O&M Level 2 - Program Planning
Once the assessment information is collected, the team can develop IFSP/IEP goals and begin to plan a program of instruction. Goals should be based on functional outcomes for the learner, resulting in him/her gaining access to something or someone as a consequence of the movement or travel.
The following factors should be considered when planning the instruction:
- Begin in infancy to encourage movement;
- Use the learner’s functional vision and hearing;
- Use and continue to expand the learner’s motivations;
- Use functional communication systems that match the student’s learning style;
- Provide initial movement and travel in environments that are simple, uncluttered, and use all available sensory information;
- Encourage appropriate levels of independence and interdependence;
- Provide collaboration and instruction with an O&M specialist, physical and occupational therapists, teachers, other school team members, and the family.
Movement and Travel Environments
The O&M Specialist will work with the team to design an individualized program of instruction. For most children, simple and uncluttered environments will help the child understand and use available sensory information. Movement activities should be provided in environments that are functional. This may include simple bordered areas for play, the use of reference points, and end points with distinct smells, textures, and temperatures.
Movement and Mobility Devices
There are many movement and mobility devices that can be useful “tools” to assist a child with independent, safe, efficient travel. The O&M Specialist will be able to identify appropriate devices, dependent on the students needs.
A movement device is any device that supports movement of the child and enhances proprioception and vestibular function, both of which assist the student in learning to understand the body and the environment. Examples of devices to encourage movement include:
- Gross motor toys
- Musical toys
- Rocking chair
- Rocking horse
- Teeter totter
- Scooter board
- Therapy ball
- Obstacle course
- Stationary bicycle
- Tandem bicycle
The most commonly recognized mobility device is the long white cane. Mobility devices serve as an extension of the user’s arms, hands, and fingers and provide protection from obstacles while allowing access to needed information about the environment.

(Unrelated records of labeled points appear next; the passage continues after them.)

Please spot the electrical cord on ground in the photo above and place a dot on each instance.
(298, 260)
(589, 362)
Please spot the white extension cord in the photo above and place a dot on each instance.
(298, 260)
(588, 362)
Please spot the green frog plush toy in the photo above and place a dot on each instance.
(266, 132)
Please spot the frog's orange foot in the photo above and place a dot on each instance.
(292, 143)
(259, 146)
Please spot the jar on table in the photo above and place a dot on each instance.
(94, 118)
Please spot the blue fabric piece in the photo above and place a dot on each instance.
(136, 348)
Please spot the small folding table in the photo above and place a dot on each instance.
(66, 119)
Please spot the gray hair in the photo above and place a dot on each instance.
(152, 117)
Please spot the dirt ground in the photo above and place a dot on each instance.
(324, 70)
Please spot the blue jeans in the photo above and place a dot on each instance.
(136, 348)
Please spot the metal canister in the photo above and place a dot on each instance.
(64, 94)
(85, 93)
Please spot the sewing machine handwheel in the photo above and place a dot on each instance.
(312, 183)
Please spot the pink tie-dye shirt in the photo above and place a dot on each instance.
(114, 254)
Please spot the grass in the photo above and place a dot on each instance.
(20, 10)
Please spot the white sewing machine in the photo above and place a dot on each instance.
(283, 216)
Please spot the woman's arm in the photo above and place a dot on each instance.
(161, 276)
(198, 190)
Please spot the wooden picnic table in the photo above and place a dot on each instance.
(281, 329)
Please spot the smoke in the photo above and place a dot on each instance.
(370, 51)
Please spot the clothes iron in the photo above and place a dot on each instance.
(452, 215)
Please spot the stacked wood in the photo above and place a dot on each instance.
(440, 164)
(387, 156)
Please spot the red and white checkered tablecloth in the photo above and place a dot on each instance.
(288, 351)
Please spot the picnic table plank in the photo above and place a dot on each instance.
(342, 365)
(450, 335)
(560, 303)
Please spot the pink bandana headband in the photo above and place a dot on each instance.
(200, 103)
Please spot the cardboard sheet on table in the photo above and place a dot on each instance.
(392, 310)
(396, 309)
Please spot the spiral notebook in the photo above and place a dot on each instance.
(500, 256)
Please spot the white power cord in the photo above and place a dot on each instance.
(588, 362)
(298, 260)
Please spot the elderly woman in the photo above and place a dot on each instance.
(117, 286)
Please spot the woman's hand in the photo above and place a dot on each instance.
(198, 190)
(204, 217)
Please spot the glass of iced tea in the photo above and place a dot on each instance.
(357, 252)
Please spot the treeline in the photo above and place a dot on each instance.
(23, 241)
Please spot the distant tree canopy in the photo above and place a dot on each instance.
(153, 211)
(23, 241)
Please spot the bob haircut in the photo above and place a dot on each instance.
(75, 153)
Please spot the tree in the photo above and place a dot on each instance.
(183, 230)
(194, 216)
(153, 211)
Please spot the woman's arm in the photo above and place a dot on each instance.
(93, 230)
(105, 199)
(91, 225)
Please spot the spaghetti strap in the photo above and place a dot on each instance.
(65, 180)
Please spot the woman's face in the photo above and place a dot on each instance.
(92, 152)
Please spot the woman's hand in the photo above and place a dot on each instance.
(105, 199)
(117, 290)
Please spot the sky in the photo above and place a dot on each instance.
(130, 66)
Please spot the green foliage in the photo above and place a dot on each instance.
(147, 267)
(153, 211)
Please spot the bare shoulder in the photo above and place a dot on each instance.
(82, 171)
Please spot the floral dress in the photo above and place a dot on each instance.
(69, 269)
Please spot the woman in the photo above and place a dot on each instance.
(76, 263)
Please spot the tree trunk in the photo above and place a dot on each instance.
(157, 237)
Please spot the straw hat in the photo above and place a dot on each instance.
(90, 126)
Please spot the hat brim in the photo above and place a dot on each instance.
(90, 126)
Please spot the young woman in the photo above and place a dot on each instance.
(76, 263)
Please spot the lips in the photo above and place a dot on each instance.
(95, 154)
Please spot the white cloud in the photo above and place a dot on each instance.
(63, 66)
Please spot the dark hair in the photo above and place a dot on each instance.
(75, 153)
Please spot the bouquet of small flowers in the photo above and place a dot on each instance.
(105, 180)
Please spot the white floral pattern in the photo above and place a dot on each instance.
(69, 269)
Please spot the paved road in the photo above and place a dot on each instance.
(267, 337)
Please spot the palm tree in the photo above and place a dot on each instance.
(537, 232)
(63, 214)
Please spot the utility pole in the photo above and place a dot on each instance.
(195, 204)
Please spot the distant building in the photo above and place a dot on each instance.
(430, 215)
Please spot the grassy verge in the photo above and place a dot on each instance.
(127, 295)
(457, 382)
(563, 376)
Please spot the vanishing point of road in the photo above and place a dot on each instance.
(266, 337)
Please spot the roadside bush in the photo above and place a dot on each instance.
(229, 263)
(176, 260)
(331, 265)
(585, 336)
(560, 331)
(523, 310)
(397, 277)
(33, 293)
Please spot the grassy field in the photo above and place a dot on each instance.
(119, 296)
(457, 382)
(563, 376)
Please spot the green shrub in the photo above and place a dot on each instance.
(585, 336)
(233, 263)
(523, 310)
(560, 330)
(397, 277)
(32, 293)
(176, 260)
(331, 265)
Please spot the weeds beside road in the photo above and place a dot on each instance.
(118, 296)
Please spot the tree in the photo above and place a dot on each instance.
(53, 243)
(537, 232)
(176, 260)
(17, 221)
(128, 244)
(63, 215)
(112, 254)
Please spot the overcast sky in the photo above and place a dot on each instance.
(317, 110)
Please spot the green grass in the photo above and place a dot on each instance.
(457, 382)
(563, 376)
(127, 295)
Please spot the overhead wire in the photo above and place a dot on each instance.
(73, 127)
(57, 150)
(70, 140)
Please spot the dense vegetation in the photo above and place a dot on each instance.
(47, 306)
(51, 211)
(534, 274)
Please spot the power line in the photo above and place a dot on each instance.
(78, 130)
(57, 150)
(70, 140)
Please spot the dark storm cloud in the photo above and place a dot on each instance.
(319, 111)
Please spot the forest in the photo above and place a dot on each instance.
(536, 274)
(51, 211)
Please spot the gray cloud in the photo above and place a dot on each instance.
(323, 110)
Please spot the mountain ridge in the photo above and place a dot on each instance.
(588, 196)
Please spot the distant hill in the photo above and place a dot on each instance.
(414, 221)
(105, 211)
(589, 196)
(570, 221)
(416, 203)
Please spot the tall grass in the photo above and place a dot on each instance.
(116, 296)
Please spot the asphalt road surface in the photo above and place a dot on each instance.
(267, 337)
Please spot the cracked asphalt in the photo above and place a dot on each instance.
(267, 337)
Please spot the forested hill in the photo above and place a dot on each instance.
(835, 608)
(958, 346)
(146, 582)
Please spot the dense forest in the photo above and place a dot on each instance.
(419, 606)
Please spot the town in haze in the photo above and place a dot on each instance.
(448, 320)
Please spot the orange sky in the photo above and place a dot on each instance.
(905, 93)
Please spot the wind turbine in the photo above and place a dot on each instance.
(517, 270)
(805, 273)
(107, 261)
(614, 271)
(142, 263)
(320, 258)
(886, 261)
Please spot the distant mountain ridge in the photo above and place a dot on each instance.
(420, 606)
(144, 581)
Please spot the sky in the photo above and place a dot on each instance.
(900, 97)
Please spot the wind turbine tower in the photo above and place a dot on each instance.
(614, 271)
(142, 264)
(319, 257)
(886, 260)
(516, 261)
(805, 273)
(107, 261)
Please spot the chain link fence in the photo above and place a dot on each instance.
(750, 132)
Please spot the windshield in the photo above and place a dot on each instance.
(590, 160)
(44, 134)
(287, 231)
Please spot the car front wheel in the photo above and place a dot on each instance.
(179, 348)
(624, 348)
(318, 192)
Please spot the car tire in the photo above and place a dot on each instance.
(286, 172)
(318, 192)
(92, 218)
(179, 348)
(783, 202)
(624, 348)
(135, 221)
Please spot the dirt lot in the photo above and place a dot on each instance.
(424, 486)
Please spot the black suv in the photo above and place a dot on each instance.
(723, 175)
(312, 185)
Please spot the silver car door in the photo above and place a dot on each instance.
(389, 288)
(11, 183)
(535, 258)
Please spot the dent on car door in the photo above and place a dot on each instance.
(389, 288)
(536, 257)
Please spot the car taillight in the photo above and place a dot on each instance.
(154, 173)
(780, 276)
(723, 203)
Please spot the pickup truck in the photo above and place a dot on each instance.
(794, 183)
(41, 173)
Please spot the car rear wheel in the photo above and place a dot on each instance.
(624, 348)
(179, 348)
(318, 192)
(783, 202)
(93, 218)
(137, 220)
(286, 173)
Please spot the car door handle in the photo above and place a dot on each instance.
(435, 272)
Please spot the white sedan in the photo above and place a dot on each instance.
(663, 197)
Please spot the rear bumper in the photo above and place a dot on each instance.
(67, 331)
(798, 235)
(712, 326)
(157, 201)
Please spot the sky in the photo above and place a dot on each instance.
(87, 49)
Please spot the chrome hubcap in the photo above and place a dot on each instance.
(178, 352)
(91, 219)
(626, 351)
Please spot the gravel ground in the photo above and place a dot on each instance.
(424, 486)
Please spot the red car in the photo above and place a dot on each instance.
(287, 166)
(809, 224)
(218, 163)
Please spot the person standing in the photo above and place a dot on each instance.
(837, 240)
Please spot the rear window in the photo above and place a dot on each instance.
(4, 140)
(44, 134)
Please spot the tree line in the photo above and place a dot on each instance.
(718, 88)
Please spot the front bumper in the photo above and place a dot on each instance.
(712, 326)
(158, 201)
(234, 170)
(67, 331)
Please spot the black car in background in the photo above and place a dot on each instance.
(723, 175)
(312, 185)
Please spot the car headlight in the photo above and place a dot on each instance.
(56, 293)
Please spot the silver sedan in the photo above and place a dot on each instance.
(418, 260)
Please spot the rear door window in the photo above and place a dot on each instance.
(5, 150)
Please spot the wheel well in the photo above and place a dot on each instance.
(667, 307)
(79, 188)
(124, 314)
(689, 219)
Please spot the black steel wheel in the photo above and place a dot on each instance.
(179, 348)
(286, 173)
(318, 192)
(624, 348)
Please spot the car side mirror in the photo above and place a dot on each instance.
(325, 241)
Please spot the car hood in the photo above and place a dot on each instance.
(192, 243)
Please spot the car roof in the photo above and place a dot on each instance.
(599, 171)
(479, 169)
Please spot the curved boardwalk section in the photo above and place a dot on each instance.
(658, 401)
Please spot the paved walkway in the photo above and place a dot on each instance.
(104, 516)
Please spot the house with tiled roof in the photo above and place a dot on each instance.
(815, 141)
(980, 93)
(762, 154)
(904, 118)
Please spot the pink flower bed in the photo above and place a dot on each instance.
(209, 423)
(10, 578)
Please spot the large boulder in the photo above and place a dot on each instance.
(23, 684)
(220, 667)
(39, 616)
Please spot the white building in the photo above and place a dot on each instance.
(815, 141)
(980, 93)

Mobility devices are used by the learner to move more efficiently from place to place. The devices should be matched to the learner’s level of functioning but can be as creative as the team working with the individual with deafblindness. Devices may include:
- Motorized cars
- Adapted tricyces and bikes
- Grocery carts
- Push toys (i.e. popper, lawn mowers)
- Wheel canes
- Wheelchair canes
- Rolling suitcase or backpack
- PVC Canes
- Canes with a variety of tips – swivel, ball, marshmallow
- Canes with a variety of grips
Again, the O&M Specialist will be able to work with the team to identify appropriate mobility devices designed to address individual student needs.